A Physical Basis for Information

TL;DR

This paper introduces a causal-physical framework that defines information through heritable structures in dynamical systems, enabling analysis across biological, cultural, and digital domains.

Contribution

It presents a novel causal-physical approach to defining information based on metastable structures and motifs, with algorithms for identifying and analyzing informational entities.

Findings

Mapped cultural example into causal structure set

Developed algorithms to identify information motifs

Proposed conditions for the emergence of hereditary informational motifs

Abstract

What is information, physically, and why does it so reliably emerge in living, cultural, and technological systems? Existing theories quantify uncertainty, cost, or compressibility, but do not identify which physical structures count as information or how informational entities arise from dynamics. Here we introduce a causal-physical framework that defines information as a heritable causal role played by persistent (metastable) structures in a dynamical system. We represent long-lived structures as almost-invariant sets and assemble them into causal structure sets that encode how such structures generate, transform, and maintain one another.

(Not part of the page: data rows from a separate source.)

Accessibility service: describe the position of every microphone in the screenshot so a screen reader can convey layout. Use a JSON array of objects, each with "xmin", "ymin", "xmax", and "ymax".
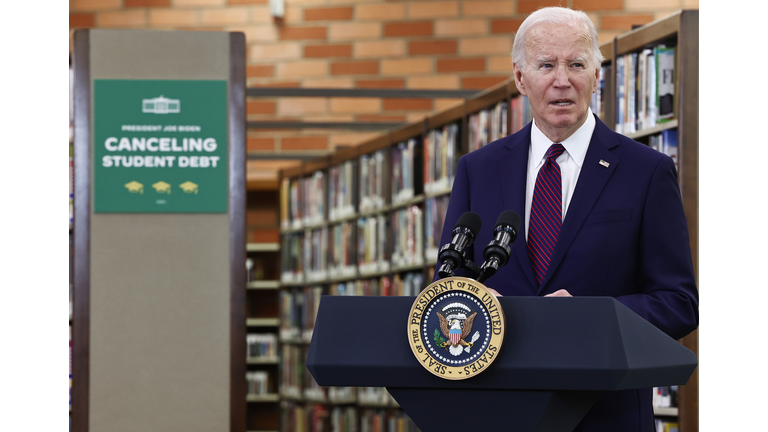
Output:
[
  {"xmin": 437, "ymin": 212, "xmax": 483, "ymax": 278},
  {"xmin": 477, "ymin": 210, "xmax": 520, "ymax": 282}
]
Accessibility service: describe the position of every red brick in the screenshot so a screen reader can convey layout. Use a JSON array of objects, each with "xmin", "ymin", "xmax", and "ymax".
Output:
[
  {"xmin": 408, "ymin": 40, "xmax": 457, "ymax": 55},
  {"xmin": 245, "ymin": 102, "xmax": 275, "ymax": 114},
  {"xmin": 517, "ymin": 0, "xmax": 564, "ymax": 13},
  {"xmin": 125, "ymin": 0, "xmax": 171, "ymax": 7},
  {"xmin": 280, "ymin": 137, "xmax": 328, "ymax": 154},
  {"xmin": 461, "ymin": 76, "xmax": 509, "ymax": 89},
  {"xmin": 245, "ymin": 65, "xmax": 275, "ymax": 78},
  {"xmin": 246, "ymin": 138, "xmax": 275, "ymax": 151},
  {"xmin": 384, "ymin": 98, "xmax": 432, "ymax": 111},
  {"xmin": 384, "ymin": 21, "xmax": 432, "ymax": 37},
  {"xmin": 355, "ymin": 79, "xmax": 405, "ymax": 88},
  {"xmin": 355, "ymin": 114, "xmax": 405, "ymax": 122},
  {"xmin": 69, "ymin": 14, "xmax": 96, "ymax": 28},
  {"xmin": 354, "ymin": 39, "xmax": 405, "ymax": 60},
  {"xmin": 251, "ymin": 228, "xmax": 280, "ymax": 243},
  {"xmin": 331, "ymin": 97, "xmax": 381, "ymax": 114},
  {"xmin": 462, "ymin": 0, "xmax": 515, "ymax": 16},
  {"xmin": 408, "ymin": 1, "xmax": 459, "ymax": 18},
  {"xmin": 253, "ymin": 81, "xmax": 301, "ymax": 88},
  {"xmin": 600, "ymin": 15, "xmax": 653, "ymax": 30},
  {"xmin": 355, "ymin": 4, "xmax": 405, "ymax": 21},
  {"xmin": 304, "ymin": 7, "xmax": 352, "ymax": 21},
  {"xmin": 304, "ymin": 45, "xmax": 352, "ymax": 57},
  {"xmin": 280, "ymin": 27, "xmax": 326, "ymax": 40},
  {"xmin": 491, "ymin": 19, "xmax": 523, "ymax": 33},
  {"xmin": 437, "ymin": 58, "xmax": 485, "ymax": 73},
  {"xmin": 572, "ymin": 0, "xmax": 624, "ymax": 11},
  {"xmin": 331, "ymin": 61, "xmax": 379, "ymax": 75}
]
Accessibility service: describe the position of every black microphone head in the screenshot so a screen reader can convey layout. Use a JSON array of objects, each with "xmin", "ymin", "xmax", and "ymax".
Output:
[
  {"xmin": 496, "ymin": 210, "xmax": 521, "ymax": 243},
  {"xmin": 453, "ymin": 212, "xmax": 484, "ymax": 236}
]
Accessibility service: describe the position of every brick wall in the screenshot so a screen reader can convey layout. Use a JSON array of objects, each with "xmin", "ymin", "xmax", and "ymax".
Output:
[{"xmin": 69, "ymin": 0, "xmax": 698, "ymax": 179}]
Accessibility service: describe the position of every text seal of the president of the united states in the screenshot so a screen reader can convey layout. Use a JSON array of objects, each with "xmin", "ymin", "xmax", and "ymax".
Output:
[{"xmin": 408, "ymin": 276, "xmax": 505, "ymax": 380}]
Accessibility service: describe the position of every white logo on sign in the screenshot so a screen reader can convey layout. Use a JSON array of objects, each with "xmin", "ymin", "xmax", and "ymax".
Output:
[{"xmin": 141, "ymin": 95, "xmax": 181, "ymax": 114}]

Within this representation, informational entities are singled out by three generative motifs: replication, heritable variation, and translation under shared templates, which together define when a collection of structures constitutes an information family. We demonstrate the full pipeline by mapping a concrete cultural episode (fruit-salad recipe sharing and modification) into a causal structure set, and show how the motifs and information families can then be identified algorithmically. The framework yields computable quantities, including informational fitness and informational entropy, directly from causal structure, enabling informational variants to be detected, compared, and tracked across biological, cultural, engineered, and digital domains. Finally, motivated by analogies to random directed graphs and catalytic networks, we propose testable conditions under which hereditary informational motifs become statistically generic in sufficiently large causal-physical systems.